O implante Transcateter de Válvula Aórtica (TAVI, sigla em inglês para Transcatheter Aortic Valve Implantation) é um procedimento minimamente invasivo com utilização de cateter para substituição da válvula aórtica danificada. A técnica é indicada exclusivamente para o tratamento da estenose aórtica, uma condição que leva ao estreitamento da válvula e impede o fluxo normal de sangue do coração para o resto do corpo. O procedimento, que vem apresentando melhores resultados cirúrgicos e evolução das próteses utilizadas, proporciona uma recuperação mais rápida e segura.
De acordo com o cardiologista intervencionista Ciro Jones Cardoso, o principal diferencial do TAVI é a utilização de um cateter. “O tubo fino é inserido na artéria por uma pequena incisão na virilha ou no peito, dependendo da necessidade do paciente e escolha médica”, explica o médico, responsável pelo setor de Hemodinâmica da Santa Casa de São José dos Campos (SP). O dispositivo é guiado até o coração, onde a nova válvula aórtica é implantada no local (ou em substituição) daquela que está com o funcionamento comprometido.

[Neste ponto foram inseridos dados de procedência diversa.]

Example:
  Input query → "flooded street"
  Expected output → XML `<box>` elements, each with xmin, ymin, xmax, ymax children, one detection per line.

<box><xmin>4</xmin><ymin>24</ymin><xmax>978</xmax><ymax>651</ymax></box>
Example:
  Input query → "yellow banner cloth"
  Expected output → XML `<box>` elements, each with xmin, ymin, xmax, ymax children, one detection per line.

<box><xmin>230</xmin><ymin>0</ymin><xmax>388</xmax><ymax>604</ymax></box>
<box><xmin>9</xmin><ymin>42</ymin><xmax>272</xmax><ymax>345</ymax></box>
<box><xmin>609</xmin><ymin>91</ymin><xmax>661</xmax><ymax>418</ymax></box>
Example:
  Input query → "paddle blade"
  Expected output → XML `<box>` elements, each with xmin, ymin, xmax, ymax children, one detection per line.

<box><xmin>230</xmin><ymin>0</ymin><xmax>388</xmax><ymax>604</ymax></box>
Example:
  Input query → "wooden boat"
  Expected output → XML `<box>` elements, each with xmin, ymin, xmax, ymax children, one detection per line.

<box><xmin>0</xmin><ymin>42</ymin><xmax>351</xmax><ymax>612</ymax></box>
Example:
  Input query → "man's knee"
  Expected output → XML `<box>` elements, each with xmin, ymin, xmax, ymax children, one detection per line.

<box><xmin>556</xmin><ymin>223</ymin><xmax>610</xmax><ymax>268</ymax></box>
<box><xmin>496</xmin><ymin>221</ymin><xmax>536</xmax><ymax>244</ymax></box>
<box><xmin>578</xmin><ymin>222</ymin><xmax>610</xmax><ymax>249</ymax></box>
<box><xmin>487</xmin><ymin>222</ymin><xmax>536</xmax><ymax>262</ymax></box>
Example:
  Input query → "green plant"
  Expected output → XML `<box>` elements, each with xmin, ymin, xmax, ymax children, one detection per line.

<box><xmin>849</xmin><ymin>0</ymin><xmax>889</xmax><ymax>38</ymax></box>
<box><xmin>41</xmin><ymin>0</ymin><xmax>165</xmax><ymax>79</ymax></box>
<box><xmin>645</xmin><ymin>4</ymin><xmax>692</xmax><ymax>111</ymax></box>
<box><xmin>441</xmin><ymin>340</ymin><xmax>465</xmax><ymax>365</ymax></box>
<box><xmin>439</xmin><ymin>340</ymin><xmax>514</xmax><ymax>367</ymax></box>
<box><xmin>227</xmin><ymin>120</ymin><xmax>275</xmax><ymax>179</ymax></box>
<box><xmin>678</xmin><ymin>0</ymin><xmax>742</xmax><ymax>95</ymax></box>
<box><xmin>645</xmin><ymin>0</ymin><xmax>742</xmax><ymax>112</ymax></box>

Semelhante aos stents utilizados para desobstruir artérias com ateromas (placas de gordura), o TAVI é responsável por regular a abertura e o fechamento da válvula para restabelecer o fluxo sanguíneo de maneira correta. Durante o procedimento, a equipe médica acompanha as imagens em tempo real por meio de máquinas de ultrassom e raios X. O médico explica que o uso desses equipamentos possibilita mais segurança e precisão durante a inserção do cateter.
Planejamento é essencial
Cada paciente apresenta particularidades anatômicas e patológicas distintas. Por isso, antes do procedimento é essencial um planejamento detalhado para minimizar riscos. A angiotomografia é um dos exames fundamentais neste processo, pois permite avaliar as medidas de vasos e cavidades envolvidas. “A válvula é introduzida pela virilha (ou peito) do paciente e, antes do procedimento, definimos quais vasos serão utilizados como via de acesso arterial”, detalha o especialista. O procedimento conta com equipe multidisciplinar formada por cardiologista intervencionista, cirurgião cardíaco, anestesista, enfermeiro e especialista de imagem, entre outros, e dura de duas a quatro horas, em média.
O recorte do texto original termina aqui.